Monstad and Spitzer are affiliated with the project “Indigenous people and governance in the Arctic,” led by Professor Per Selle.
The project is working towards developing a comparative indigenous study with special emphasis on the Nordic countries and Canada. Also involved in the project are Professor Kristin Strømsnes and master students from the elective postgraduate course SAMPOL323: Arctic Governance and the Role of Indigenous People.
Elin Monstad started her engagement at the Department of Comparative Politics in June. Her PhD project is about political power among indigenous people in the Arctic with a comparison of Canada and Scandinavia.
Monstad has a great interest in research and especially research methodology. She finds the theme of her project, political sovereignty of stateless nations, very exciting. She likes the idea of being able to contribute to promoting knowledge and examining how things are interrelated.
Monstad’s bachelor thesis was about a similar theme, and her master thesis dealt with unacknowledged de facto-states. She sees many similarities between those two theses and her current project, but believes they are still different enough to provide for a good width in her research.
Elin Monstad completed her M.A. at the Department of Comparative Politics in 2013. Afterwards, she worked at the University of Bergen for a semester before backpacking through the Stan-countries in Central Asia. Since then she has worked at NSD (Norwegian Centre for Research Data) for two years. In addition, she has worked as a research assistant on different projects at UiB and NHH, and as a freelancer for FN-sambandet (United Nations Association of Norway).
Aaron Spitzer joined the Department of Comparative Politics this month. The title of his PhD project is “Individual freedoms versus Indigenous self-determination in Canada’s North and Norwegian Samiland: Constitutional structure, legal tradition and the ‘clash of rights’ in settler-colonial states.”
The project builds on his M.A. thesis, which explored how non-Indigenous settlers have asserted individual rights of mobility and voting to constrain Indigenous autonomy and self-determination in Canada’s Northwest Territories.
Because settler-colonialism has had a relatively recent and relatively limited impact on Arctic Indigenous peoples, the Arctic provides unique opportunities for creatively and fruitfully pursuing decolonization and working out arrangements whereby Indigenous peoples can enjoy autonomy and self-determination within and across the borders of modern nation states. These efforts may provide guidance to states around the world grappling with the challenges of internal pluralism, says Spitzer.
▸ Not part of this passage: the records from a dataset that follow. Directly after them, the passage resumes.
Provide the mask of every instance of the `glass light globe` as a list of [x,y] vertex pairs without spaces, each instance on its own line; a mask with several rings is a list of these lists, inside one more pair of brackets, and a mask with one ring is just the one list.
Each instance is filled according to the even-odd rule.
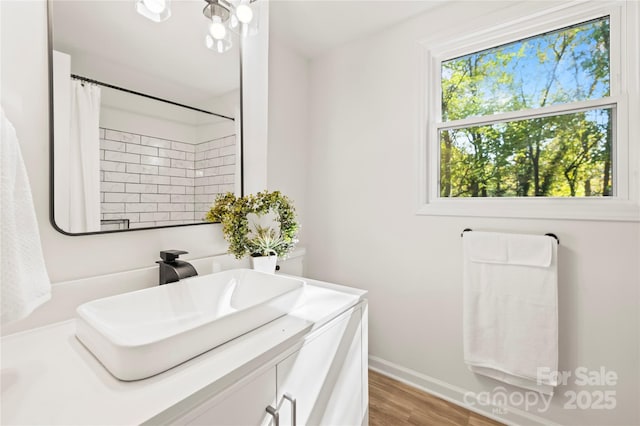
[[236,16],[238,21],[248,24],[253,19],[253,10],[248,4],[241,4],[236,8]]
[[229,29],[240,37],[255,35],[260,24],[260,5],[251,0],[230,0],[233,13],[229,17]]
[[162,13],[167,7],[165,0],[142,0],[142,2],[151,13]]
[[136,11],[153,22],[171,17],[171,0],[136,0]]
[[205,44],[207,45],[208,49],[211,49],[218,53],[226,52],[227,50],[231,49],[231,45],[232,45],[230,37],[225,37],[223,39],[216,40],[213,37],[211,37],[211,34],[206,35]]
[[211,37],[209,34],[206,35],[206,37],[204,38],[205,44],[207,45],[207,48],[209,49],[213,49],[213,46],[215,44],[215,40],[213,39],[213,37]]
[[219,16],[214,16],[211,21],[209,34],[216,40],[222,40],[227,35],[227,28],[222,23],[222,19]]

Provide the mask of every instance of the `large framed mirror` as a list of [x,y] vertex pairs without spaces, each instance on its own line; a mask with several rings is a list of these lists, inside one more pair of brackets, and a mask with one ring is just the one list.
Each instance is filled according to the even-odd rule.
[[60,232],[204,224],[242,193],[240,40],[207,48],[203,0],[48,0],[51,221]]

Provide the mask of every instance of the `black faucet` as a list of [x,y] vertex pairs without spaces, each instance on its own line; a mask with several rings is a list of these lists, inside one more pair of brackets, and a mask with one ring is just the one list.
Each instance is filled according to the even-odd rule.
[[182,250],[164,250],[160,252],[162,260],[156,262],[160,265],[160,285],[175,283],[182,278],[198,275],[196,268],[192,264],[184,260],[177,260],[178,256],[187,253]]

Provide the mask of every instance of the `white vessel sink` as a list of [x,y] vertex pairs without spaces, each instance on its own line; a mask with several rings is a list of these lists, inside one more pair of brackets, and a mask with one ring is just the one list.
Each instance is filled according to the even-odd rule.
[[106,297],[76,311],[76,335],[121,380],[161,373],[296,305],[304,281],[233,269]]

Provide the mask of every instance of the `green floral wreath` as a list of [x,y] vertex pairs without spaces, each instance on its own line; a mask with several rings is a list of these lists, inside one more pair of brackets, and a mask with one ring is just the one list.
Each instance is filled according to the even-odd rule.
[[298,242],[299,225],[291,200],[280,191],[263,191],[244,197],[236,197],[232,192],[220,194],[205,219],[208,222],[222,223],[224,238],[229,242],[229,253],[240,259],[246,254],[257,253],[255,241],[249,238],[247,215],[264,215],[270,211],[280,222],[278,245],[272,251],[284,258]]

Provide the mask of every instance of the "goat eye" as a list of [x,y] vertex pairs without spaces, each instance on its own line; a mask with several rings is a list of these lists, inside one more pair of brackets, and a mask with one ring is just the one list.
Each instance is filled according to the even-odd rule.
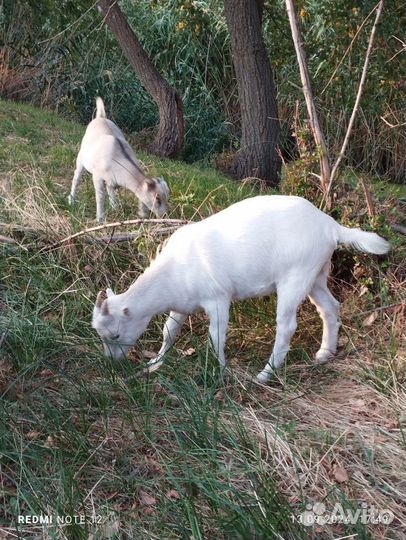
[[120,337],[120,334],[117,334],[116,336],[111,336],[111,341],[116,341]]
[[158,204],[161,204],[161,197],[159,195],[156,196],[155,200]]

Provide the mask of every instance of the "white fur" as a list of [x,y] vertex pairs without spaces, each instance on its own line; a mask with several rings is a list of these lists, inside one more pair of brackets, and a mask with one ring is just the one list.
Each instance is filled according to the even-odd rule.
[[69,204],[73,204],[84,169],[93,175],[97,219],[104,221],[104,199],[107,193],[113,208],[117,206],[116,188],[132,191],[140,200],[139,214],[149,210],[162,216],[168,210],[169,189],[163,178],[148,178],[122,131],[106,118],[104,103],[96,99],[96,118],[86,128],[72,180]]
[[[300,197],[253,197],[177,230],[149,268],[123,294],[99,293],[93,327],[106,354],[120,358],[151,318],[170,310],[164,340],[150,371],[162,363],[189,313],[204,310],[220,364],[233,300],[278,294],[276,339],[259,381],[279,368],[296,329],[296,312],[308,296],[323,321],[316,361],[337,348],[339,303],[327,288],[330,259],[340,243],[370,253],[389,244],[378,235],[349,229]],[[113,339],[114,338],[114,339]]]

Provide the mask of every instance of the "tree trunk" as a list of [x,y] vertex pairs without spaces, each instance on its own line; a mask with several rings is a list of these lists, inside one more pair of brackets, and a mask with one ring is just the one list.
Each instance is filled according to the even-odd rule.
[[237,178],[255,176],[279,183],[279,117],[271,64],[262,37],[263,0],[224,0],[241,108]]
[[159,130],[151,151],[158,156],[175,157],[182,148],[184,137],[181,97],[152,63],[117,0],[98,0],[97,5],[137,77],[158,105]]

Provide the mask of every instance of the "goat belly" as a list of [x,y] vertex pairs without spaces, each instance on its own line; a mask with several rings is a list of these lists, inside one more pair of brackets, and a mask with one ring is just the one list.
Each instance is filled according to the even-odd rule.
[[259,284],[251,283],[243,291],[238,291],[233,298],[235,300],[245,300],[247,298],[260,298],[276,292],[275,283]]

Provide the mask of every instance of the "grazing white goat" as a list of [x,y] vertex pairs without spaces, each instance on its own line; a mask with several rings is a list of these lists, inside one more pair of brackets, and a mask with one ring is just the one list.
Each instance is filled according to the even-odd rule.
[[276,339],[272,355],[257,379],[267,381],[279,368],[296,329],[296,312],[306,296],[323,321],[316,362],[336,352],[339,303],[327,288],[330,259],[338,244],[383,254],[386,240],[350,229],[301,197],[253,197],[198,223],[178,229],[149,268],[122,294],[98,294],[93,327],[106,355],[119,359],[145,331],[151,318],[170,311],[163,344],[149,362],[162,364],[189,313],[204,310],[220,364],[232,300],[276,292]]
[[167,183],[162,177],[145,176],[122,131],[106,118],[104,103],[99,97],[96,99],[96,108],[96,118],[87,126],[76,158],[69,204],[75,201],[80,178],[86,169],[93,175],[98,221],[102,222],[105,219],[106,188],[110,204],[116,208],[118,187],[127,188],[138,197],[141,217],[146,217],[149,210],[157,216],[162,216],[168,210]]

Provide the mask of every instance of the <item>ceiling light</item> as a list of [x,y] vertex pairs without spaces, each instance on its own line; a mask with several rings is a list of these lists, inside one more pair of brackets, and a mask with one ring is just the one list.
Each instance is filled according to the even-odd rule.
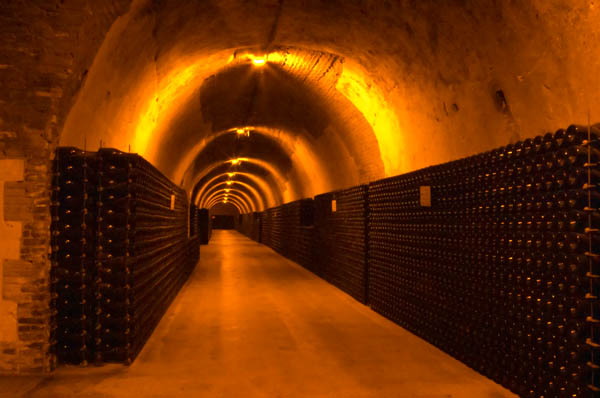
[[243,161],[248,160],[248,158],[237,158],[237,159],[231,159],[230,162],[232,165],[238,165],[240,163],[242,163]]
[[237,135],[245,135],[246,137],[250,137],[250,130],[248,128],[236,129],[235,132]]
[[227,185],[233,184],[233,181],[227,181]]
[[227,175],[229,176],[229,178],[231,178],[235,175],[235,173],[227,173]]
[[254,66],[264,66],[267,63],[267,60],[265,58],[253,57],[252,63]]

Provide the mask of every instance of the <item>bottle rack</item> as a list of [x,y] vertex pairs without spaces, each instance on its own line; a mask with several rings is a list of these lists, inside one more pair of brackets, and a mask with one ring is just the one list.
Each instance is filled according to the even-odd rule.
[[521,397],[593,394],[600,202],[586,141],[571,126],[371,183],[371,307]]
[[[523,398],[600,397],[599,136],[570,126],[382,179],[347,208],[316,196],[307,268],[359,300],[364,275],[373,310]],[[263,212],[274,248],[281,212]]]
[[599,192],[598,184],[600,183],[595,174],[600,169],[597,155],[593,159],[592,152],[596,152],[600,148],[598,141],[598,131],[592,136],[592,129],[587,129],[587,139],[582,143],[587,149],[587,162],[583,165],[586,170],[587,181],[582,187],[587,191],[587,206],[584,211],[587,213],[587,226],[585,233],[588,237],[588,246],[585,255],[588,260],[588,269],[586,277],[589,280],[589,289],[585,298],[589,301],[589,312],[586,317],[588,323],[588,332],[586,344],[589,347],[589,356],[586,362],[588,380],[587,388],[590,395],[600,396],[600,307],[598,299],[598,281],[600,279],[600,252],[598,250],[598,223],[595,222],[595,216],[598,215],[599,209],[594,206],[593,193]]
[[212,219],[208,209],[198,209],[198,236],[201,245],[207,245],[212,235]]
[[94,160],[76,148],[59,148],[53,164],[51,346],[59,363],[83,366],[93,358]]
[[315,197],[320,276],[362,303],[367,300],[367,189],[360,185]]
[[313,218],[312,199],[302,199],[281,206],[282,243],[279,253],[284,257],[310,269],[313,258]]
[[276,252],[281,252],[281,206],[263,212],[262,243]]
[[260,242],[261,218],[260,212],[240,214],[237,230],[253,241]]
[[[65,151],[72,153],[71,157],[81,156],[76,150],[59,148],[59,160],[68,159]],[[76,274],[86,278],[85,284],[77,285],[87,311],[82,345],[86,350],[84,359],[76,357],[70,362],[129,364],[193,270],[200,241],[197,237],[188,239],[190,210],[185,192],[141,157],[101,149],[86,154],[85,159],[84,163],[73,164],[72,170],[88,177],[74,181],[72,189],[87,192],[85,203],[90,203],[82,207],[84,202],[76,202],[88,209],[89,218],[82,224],[85,228],[80,228],[87,243],[85,267],[80,266]],[[61,181],[55,181],[55,192],[64,191]],[[53,211],[64,213],[70,202],[62,196],[55,199]],[[64,235],[61,228],[61,223],[52,225],[53,275],[62,275],[64,268],[60,262],[64,262],[64,250],[57,240]],[[59,278],[54,280],[54,307],[60,317],[61,303],[70,299],[70,293],[60,289]],[[63,316],[62,322],[79,322],[78,316],[71,312]],[[59,350],[60,331],[58,327],[57,355],[59,360],[69,362],[68,355],[76,351]]]
[[198,207],[192,203],[190,205],[190,237],[198,236],[199,226]]

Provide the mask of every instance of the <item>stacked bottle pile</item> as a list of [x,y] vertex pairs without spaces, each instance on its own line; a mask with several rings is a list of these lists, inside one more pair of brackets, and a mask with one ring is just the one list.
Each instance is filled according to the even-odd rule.
[[302,199],[281,206],[281,220],[282,241],[279,253],[312,270],[315,262],[313,200]]
[[197,254],[188,257],[182,189],[137,155],[101,149],[98,157],[96,358],[131,363]]
[[281,253],[281,206],[272,207],[263,212],[262,216],[262,243]]
[[362,303],[367,299],[367,190],[360,185],[315,197],[315,273]]
[[314,198],[315,202],[315,229],[313,248],[315,263],[311,270],[316,275],[323,279],[327,279],[327,268],[329,267],[329,258],[334,250],[335,241],[330,238],[333,234],[332,219],[332,203],[334,199],[333,192],[317,195]]
[[597,396],[597,134],[371,183],[372,308],[521,397]]
[[198,236],[198,207],[195,204],[190,205],[190,236]]
[[262,213],[259,212],[240,214],[237,230],[253,241],[260,242],[261,217]]
[[[253,213],[240,214],[237,223],[237,231],[250,238],[253,227]],[[252,238],[250,238],[252,239]]]
[[52,191],[52,345],[60,363],[93,359],[95,327],[95,157],[60,148]]
[[200,244],[207,245],[212,235],[212,219],[208,209],[198,210],[198,236]]
[[256,242],[262,242],[262,212],[254,213],[254,220],[252,221],[252,231],[250,239]]
[[130,363],[198,261],[186,194],[112,149],[59,148],[54,166],[54,351],[66,363]]

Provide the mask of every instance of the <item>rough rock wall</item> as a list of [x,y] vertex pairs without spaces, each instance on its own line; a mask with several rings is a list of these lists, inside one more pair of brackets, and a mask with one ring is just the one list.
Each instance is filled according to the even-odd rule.
[[49,173],[124,0],[0,2],[0,373],[51,369]]

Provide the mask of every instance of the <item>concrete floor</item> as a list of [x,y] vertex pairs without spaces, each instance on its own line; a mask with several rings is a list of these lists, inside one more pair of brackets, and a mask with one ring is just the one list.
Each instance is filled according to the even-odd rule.
[[10,398],[515,397],[265,246],[215,231],[130,367],[0,378]]

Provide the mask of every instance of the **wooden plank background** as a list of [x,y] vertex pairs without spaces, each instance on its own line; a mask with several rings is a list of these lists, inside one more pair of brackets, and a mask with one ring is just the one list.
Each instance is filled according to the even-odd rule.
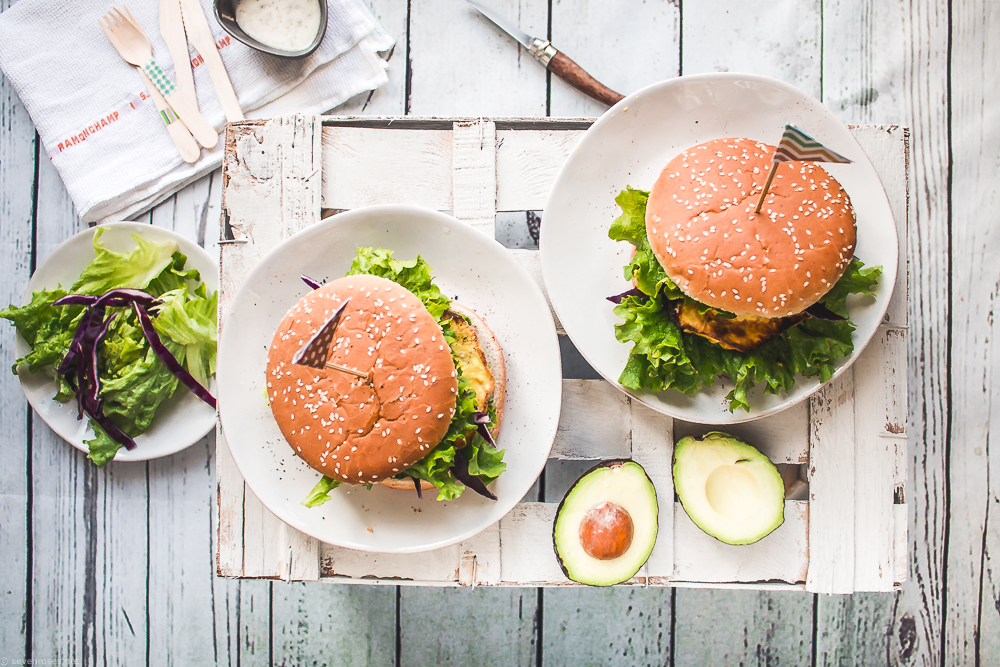
[[[10,0],[0,0],[6,8]],[[370,0],[390,81],[338,113],[590,116],[462,0]],[[910,577],[887,594],[418,589],[215,577],[214,438],[104,470],[0,383],[0,657],[77,664],[1000,664],[1000,3],[493,0],[623,93],[750,71],[846,122],[911,128]],[[218,238],[220,183],[141,219]],[[0,298],[82,225],[0,80]],[[214,249],[217,251],[217,249]],[[0,328],[4,363],[12,330]],[[567,368],[578,356],[567,347]],[[582,464],[584,467],[588,464]],[[580,472],[550,466],[535,499]],[[529,498],[530,500],[531,498]],[[992,510],[992,511],[991,511]]]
Aaron Spitzer earned his M.A. in Northern Studies, with a concentration in Northern governance, from the University of Alaska Fairbanks in 2015. He earned his B.A. in political science in 1995 from Carleton College in Minnesota, USA. For nearly 20 years in between, he worked as a journalist and editor specializing in the world’s Polar Regions. He lived and worked in Antarctica, Alaska and all three of Canada’s northern territories. For eight of those years he was the editor-in-chief of Up Here, the magazine of Canada’s North, which in 2010 was named Canada’s Magazine of the Year. He also co-wrote several Lonely Planet travel guides on Alaska and Northern Canada, and continues to work as a lecturer aboard cruise ships travelling in Greenland and the Canadian Arctic.